Sheila Maloney – Photo: L. Weikel

Missing Our Girl

It’s funny how memory and emotions work. Sometimes it seems there’s no rhyme or reason why a loved one (human or otherwise) suddenly comes to mind and slices open our heart unbidden. When I opened my eyes this morning, lingering in that between space of neither awake nor asleep, I suddenly found myself overcome with missing our girl. Missing my Sheila.

Grief is like that. It’s sneaky and cruel, in a way.

If I scratch the surface, though, I probably only label it as cruel because the intensity of that missing, the sudden, excruciating awareness of that void, can knock the breath out of us – especially when we don’t see it coming. And that’s sort of how it is after they’ve been gone a while.

And so it was this morning as I lay in bed, swimming to the surface of consciousness, remembering who and where and when I am, that I yearned to hold my puppy Sheila again. I remembered with acute clarity laying in bed with her years ago, stroking the white streak that ran down her nose and always reminded me of a feather, telling her what a precious puppy she was.

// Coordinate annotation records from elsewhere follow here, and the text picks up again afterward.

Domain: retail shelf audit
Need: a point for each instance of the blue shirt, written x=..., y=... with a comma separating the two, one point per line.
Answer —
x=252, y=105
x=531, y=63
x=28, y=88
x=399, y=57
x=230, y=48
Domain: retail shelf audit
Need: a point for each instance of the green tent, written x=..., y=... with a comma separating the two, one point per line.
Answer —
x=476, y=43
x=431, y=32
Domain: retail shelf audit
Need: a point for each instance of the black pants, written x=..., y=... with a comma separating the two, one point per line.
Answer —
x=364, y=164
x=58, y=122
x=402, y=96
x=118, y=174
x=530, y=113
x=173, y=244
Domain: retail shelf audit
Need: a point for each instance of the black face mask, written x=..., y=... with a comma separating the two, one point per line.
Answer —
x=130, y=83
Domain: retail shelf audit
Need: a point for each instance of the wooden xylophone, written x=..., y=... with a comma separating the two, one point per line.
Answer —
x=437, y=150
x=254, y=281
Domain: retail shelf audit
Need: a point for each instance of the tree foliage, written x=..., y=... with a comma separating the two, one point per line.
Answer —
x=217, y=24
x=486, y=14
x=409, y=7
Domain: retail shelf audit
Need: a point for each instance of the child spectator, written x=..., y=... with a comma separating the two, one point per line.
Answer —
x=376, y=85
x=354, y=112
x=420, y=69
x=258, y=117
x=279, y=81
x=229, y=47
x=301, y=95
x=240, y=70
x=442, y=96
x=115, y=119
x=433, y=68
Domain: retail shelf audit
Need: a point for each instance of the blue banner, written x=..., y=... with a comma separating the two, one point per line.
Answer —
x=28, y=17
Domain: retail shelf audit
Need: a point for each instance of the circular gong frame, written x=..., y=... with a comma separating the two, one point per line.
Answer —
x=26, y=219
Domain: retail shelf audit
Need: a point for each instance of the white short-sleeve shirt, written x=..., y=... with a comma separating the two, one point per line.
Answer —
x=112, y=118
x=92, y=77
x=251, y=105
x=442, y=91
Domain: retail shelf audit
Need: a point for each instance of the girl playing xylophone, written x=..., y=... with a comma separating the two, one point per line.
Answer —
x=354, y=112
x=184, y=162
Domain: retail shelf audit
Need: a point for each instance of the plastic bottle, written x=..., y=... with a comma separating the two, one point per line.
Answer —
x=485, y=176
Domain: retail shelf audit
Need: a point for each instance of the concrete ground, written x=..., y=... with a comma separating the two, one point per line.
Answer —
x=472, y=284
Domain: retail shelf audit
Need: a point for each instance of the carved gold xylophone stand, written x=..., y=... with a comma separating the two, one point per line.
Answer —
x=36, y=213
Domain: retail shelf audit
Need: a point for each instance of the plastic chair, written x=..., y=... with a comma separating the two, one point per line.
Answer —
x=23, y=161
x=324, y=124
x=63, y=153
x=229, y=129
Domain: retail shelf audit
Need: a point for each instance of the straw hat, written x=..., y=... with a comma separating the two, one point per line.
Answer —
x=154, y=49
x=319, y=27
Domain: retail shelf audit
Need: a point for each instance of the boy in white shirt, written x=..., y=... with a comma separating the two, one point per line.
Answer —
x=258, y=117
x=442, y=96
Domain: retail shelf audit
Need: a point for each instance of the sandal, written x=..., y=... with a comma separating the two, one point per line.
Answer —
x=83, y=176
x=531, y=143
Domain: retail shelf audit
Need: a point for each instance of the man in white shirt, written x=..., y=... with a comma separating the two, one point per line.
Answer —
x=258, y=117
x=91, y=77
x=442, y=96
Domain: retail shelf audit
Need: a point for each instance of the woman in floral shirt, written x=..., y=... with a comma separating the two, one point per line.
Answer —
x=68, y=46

The Fire Brigade (Tigger, Spartacus, Cletus) – Photo: L. Weikel

Something In the Air

About an hour or two later, I took a photo of Spartacus (her son), who was snoozing in front of the fireplace with two of his (feline) brothers, Cletus and Tigger.

I texted the photo to my youngest son without a word of context.

His response? “Wow, what babies. Miss that pup.”

Then a handful of seconds later: “Oh. Wow. I thought that was Sheila.”

Sheila was his pup. Or I should say, he was her boy.

For whatever reason, her memory, her essence, the loving energy that was our ‘Sheila Monster,’ was visiting both of us today. Pennsylvania, Massachusetts – it didn’t matter where we were. Her playful, protective, and utterly sweet-natured essence enveloped us both in the memory of her love.